What if you aren't married? This still applies. The Bible says in Proverbs 31:10-12, "Who can find a virtuous woman? for her price is far above rubies. The heart of her husband doth safely trust in her, so that he shall have no need of spoil. She will do him good and not evil all the days of her life."

Did you notice one tiny word at the end? "ALL." She will do him good ALL the days of her life. Not when she meets him. Not after she marries him, but ALL the days of her life. You may not be married yet, but chances are you will be. Purpose in your heart now to honor him in how you live your life, even in your manner of dress. That way, when he meets you, he can be secure in the knowledge that you intend to do him good. Show your future husband even now that his reputation is so important to you and honoring God's Word means so much to you that you are willing to honor him even before you ever meet him. 

What if you will not be married? It's true that some people never marry, but this point still applies, because regardless of whether or not you marry in this life, if you are a Christian you are part of the bride of Christ. Honor your Heavenly bridegroom. Do Him good all the days of your life. 

By the way, remember where I mentioned above sometimes a woman can feel overlooked when compared to immodestly dressed women? A truly godly man is not looking for an immodestly dressed woman. He's looking for someone who values herself, her Saviour, and her future husband enough to cover up. Seriously! You'll attract the right kind of man with the right kind of dress (and attitude, and actions, and testimony...).

4. Modesty is important because we should desire to honor our brothers in Christ.
Have you ever wondered why some men really hammer modest dress from the pulpit? I'm sure there are many reasons, but I'd like to give the benefit of the doubt here and assume these men are motivated for right reasons. As men, they understand in a very literal way what a battle it is to keep themselves pure in the world we live in. I believe they wished we better understood this, and perhaps this is why some mention it so often.

God made men to be visual. Don't get mad and blame the men. It's how GOD made them, and as I shared above, Scripture says that how God makes us is fearful and wonderful and it's a marvellous thing. Because women for the majority are not visual in this way, it's sometimes hard for us to understand. Some women say, "They ought to control themselves better and then how we dress wouldn't be a problem." 

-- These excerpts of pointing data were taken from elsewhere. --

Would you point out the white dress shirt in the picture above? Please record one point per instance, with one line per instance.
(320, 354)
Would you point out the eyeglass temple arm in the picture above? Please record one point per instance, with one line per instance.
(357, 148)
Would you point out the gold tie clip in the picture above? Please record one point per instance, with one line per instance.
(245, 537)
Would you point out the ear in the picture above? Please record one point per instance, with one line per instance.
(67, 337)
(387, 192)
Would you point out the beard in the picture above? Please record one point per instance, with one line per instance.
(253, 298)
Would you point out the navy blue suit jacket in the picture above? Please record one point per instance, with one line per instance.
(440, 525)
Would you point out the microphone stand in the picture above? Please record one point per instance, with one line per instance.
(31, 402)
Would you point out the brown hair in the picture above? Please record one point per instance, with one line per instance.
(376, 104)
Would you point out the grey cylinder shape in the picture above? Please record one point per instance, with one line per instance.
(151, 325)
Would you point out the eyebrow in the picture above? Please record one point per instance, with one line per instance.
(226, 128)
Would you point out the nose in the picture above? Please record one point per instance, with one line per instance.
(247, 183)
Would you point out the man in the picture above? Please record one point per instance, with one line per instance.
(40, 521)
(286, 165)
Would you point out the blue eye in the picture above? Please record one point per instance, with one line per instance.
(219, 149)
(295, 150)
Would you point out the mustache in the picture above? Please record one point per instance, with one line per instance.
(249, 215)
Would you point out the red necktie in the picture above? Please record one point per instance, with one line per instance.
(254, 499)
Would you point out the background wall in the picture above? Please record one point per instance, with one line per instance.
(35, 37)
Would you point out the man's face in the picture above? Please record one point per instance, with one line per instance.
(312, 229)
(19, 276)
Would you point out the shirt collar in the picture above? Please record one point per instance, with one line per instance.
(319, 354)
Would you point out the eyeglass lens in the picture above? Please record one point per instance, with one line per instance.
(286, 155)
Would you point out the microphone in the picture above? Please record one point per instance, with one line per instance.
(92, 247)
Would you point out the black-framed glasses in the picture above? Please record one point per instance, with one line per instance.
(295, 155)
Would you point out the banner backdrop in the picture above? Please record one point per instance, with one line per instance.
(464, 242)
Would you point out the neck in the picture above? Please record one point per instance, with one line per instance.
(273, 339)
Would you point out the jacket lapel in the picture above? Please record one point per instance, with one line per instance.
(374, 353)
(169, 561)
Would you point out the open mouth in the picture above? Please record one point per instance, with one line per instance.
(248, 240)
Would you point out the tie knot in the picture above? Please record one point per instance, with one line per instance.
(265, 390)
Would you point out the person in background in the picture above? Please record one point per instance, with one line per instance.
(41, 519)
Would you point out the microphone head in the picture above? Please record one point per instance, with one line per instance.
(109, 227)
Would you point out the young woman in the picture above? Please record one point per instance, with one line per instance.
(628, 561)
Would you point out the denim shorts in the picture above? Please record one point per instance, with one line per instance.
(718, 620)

It's not that simple. Yes, men are responsible to God to keep their minds pure. However, they also live in a world that is a visual mind-field. As a lady, even I am aware of the way women in the world dress in less clothing than their underwear just to go out in public. I see the magazine racks in nearly every store. I see the billboards as I drive on the interstate. I'm not even visual or wired like they are, and I can see there are snares of the devil around every single corner. Literally. My heart breaks for our brothers in Christ. This world is not an easy place for them. It's becoming harder and harder for them to keep their minds pure as this world's fashion industry pushes more risque clothing each year, though they desire to do so. They really do. Why? To honor the Lord...and to honor YOU. They desire to view you as sisters in Christ and in purity. How you present yourself to them can help that process or make it harder.

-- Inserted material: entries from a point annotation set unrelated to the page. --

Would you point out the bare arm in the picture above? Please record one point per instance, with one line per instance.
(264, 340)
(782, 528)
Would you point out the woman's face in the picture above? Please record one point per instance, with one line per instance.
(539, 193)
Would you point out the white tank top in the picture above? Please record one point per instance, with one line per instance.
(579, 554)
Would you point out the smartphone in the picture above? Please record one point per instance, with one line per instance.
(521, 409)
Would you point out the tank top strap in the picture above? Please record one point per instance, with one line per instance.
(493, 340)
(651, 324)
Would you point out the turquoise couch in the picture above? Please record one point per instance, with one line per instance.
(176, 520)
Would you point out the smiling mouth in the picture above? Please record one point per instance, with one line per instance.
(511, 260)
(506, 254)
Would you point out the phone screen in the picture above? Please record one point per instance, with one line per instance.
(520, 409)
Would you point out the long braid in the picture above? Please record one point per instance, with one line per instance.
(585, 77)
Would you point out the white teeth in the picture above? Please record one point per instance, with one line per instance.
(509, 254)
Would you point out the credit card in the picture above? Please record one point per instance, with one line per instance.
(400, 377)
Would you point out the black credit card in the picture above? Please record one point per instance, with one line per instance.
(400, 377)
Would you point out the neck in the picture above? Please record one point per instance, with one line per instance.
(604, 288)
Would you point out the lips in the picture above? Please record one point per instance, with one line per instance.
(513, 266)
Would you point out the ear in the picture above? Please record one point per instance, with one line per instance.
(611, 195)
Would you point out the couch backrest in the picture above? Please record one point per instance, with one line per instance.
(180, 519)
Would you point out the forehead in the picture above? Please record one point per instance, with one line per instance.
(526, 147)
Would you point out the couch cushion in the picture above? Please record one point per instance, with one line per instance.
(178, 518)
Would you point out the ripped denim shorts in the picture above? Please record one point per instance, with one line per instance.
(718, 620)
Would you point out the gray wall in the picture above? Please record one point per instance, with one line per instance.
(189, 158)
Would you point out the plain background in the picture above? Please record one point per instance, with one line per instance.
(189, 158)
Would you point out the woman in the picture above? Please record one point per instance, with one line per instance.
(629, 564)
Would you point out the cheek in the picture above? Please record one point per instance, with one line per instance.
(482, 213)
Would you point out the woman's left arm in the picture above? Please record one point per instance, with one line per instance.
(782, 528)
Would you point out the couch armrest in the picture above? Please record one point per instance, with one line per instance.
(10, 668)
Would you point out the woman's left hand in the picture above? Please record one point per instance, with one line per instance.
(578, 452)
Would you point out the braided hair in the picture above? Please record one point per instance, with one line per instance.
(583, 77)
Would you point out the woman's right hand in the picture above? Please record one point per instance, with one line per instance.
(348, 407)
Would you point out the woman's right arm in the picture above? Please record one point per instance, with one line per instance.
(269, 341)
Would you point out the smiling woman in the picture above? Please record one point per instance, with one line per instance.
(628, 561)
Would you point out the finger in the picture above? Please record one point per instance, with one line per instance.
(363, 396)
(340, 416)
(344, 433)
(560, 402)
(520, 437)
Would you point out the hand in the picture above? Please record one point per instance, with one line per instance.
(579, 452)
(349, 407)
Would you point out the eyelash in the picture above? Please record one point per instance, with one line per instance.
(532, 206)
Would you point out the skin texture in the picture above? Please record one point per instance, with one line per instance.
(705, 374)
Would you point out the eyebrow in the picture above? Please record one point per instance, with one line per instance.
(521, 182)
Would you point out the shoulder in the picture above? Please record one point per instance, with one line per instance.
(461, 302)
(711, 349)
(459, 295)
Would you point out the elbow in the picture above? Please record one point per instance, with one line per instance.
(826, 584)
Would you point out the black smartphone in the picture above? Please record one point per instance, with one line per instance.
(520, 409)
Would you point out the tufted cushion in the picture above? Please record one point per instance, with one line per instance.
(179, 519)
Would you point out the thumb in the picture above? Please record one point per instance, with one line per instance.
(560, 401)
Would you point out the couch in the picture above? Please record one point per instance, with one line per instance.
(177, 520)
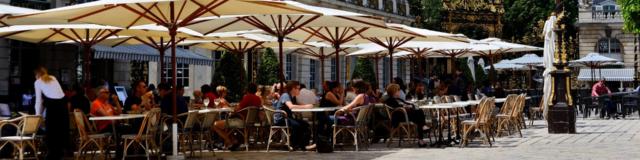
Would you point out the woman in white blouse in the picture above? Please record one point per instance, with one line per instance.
(50, 101)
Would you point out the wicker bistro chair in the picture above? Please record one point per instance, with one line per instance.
(482, 123)
(274, 129)
(242, 127)
(359, 129)
(505, 113)
(536, 112)
(206, 131)
(510, 120)
(187, 131)
(26, 127)
(145, 138)
(405, 127)
(87, 136)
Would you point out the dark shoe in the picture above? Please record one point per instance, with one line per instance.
(234, 147)
(422, 144)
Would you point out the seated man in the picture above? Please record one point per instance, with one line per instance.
(166, 104)
(101, 107)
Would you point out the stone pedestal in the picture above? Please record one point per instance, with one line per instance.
(561, 116)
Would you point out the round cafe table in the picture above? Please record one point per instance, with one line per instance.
(113, 126)
(446, 106)
(313, 115)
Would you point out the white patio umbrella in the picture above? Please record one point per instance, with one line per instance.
(85, 35)
(472, 67)
(7, 10)
(492, 47)
(548, 59)
(506, 64)
(482, 64)
(594, 60)
(282, 26)
(171, 14)
(528, 60)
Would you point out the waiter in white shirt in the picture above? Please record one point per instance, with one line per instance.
(50, 101)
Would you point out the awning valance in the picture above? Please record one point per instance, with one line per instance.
(609, 74)
(146, 53)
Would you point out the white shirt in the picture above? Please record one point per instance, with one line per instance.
(51, 90)
(306, 97)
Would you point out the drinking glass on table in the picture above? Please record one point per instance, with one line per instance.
(216, 102)
(206, 103)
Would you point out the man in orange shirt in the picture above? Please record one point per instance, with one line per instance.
(101, 107)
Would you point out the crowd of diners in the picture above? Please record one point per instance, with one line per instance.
(103, 101)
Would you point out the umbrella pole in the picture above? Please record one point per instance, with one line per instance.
(174, 82)
(529, 79)
(336, 46)
(86, 49)
(281, 61)
(375, 59)
(322, 68)
(390, 63)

We can help. We can at least do our part to make sure church is a safe place for them visually. We can make the effort to dress and interact with them in such a way that they feel safe around us and better able to honor us in how they view us. 

Why should we? Because the Bible says in Romans 12:10, "Be kindly affectioned one to another with brotherly love; in honour preferring one another;

You see, they're our brothers. And in a family, you look out for each other. You love one another. You seek to honor one another. You fight for one another if need be. And there is a fight being waged against them by the devil and his demons. They'll use anything they can to hinder good and godly men. As their sisters, let's do our part to help them in this fight. 

May we seek to honor first and foremost the Lord in all things, even in modest dress. May we glorify Him! And in the process we can also honor ourselves and others. What could be better than that?